Definition of Initiation
Initiation is the step in the process of transcription (converting the DNA strand into mRNA) that involves the binding of an enzyme i.e. RNA polymerase to the promoter region of the DNA strand which basically tells the polymerase to begin transcribing. The promoter region is composed of DNA sequences and every gene has its own defined promoter. In this way, it is known to be the first step that begins the synthesis of RNA. The RNA polymerase synthesizes the new strand of RNA from the DNA template in the 5’ to 3’ direction.

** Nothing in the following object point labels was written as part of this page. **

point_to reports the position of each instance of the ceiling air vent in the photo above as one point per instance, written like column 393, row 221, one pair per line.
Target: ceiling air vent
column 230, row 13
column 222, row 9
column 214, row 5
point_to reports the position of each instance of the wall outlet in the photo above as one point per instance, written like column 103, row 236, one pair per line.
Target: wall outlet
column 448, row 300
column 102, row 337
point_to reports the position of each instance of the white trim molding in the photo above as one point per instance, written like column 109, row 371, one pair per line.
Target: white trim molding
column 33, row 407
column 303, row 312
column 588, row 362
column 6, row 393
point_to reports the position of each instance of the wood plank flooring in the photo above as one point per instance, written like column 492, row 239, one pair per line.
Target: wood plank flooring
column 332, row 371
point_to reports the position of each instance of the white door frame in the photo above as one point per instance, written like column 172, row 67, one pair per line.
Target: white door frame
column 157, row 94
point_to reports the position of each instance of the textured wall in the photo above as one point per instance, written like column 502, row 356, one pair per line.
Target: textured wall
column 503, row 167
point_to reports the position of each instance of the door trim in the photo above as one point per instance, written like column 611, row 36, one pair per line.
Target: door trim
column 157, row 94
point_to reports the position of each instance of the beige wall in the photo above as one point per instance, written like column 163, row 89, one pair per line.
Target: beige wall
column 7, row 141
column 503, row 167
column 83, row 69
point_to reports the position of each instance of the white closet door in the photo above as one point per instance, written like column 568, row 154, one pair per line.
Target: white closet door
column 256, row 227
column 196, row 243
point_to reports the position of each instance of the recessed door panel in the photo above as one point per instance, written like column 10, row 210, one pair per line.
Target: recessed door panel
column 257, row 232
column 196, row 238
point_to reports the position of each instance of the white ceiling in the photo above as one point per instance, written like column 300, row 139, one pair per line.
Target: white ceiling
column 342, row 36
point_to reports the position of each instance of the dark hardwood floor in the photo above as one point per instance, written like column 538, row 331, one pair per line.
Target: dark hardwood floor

Several other enzymes come and play their role in transcription the DNA strand. The transcription process is increased when an inducer comes and gets attached to the template. On the contrary, the process of transcription is inhibited by small effector molecules that get attached to the activator protein. These molecules are known as inhibitors and they cause the protein to be released from the DNA strand. These inhibitors can be used as antibiotics and antifungals.
The initiation can also be defined in terms of the translation process which involves the formation of a complex between the messenger RNA, the initiator RNA, and the subunits of ribosomes. The Initiator tRNA is responsible for recognizing the start codon that is present in the mRNA. Its structure plays a pivotal role in the process and it binds directly with the peptidyl (P) site of the ribosomal subunit.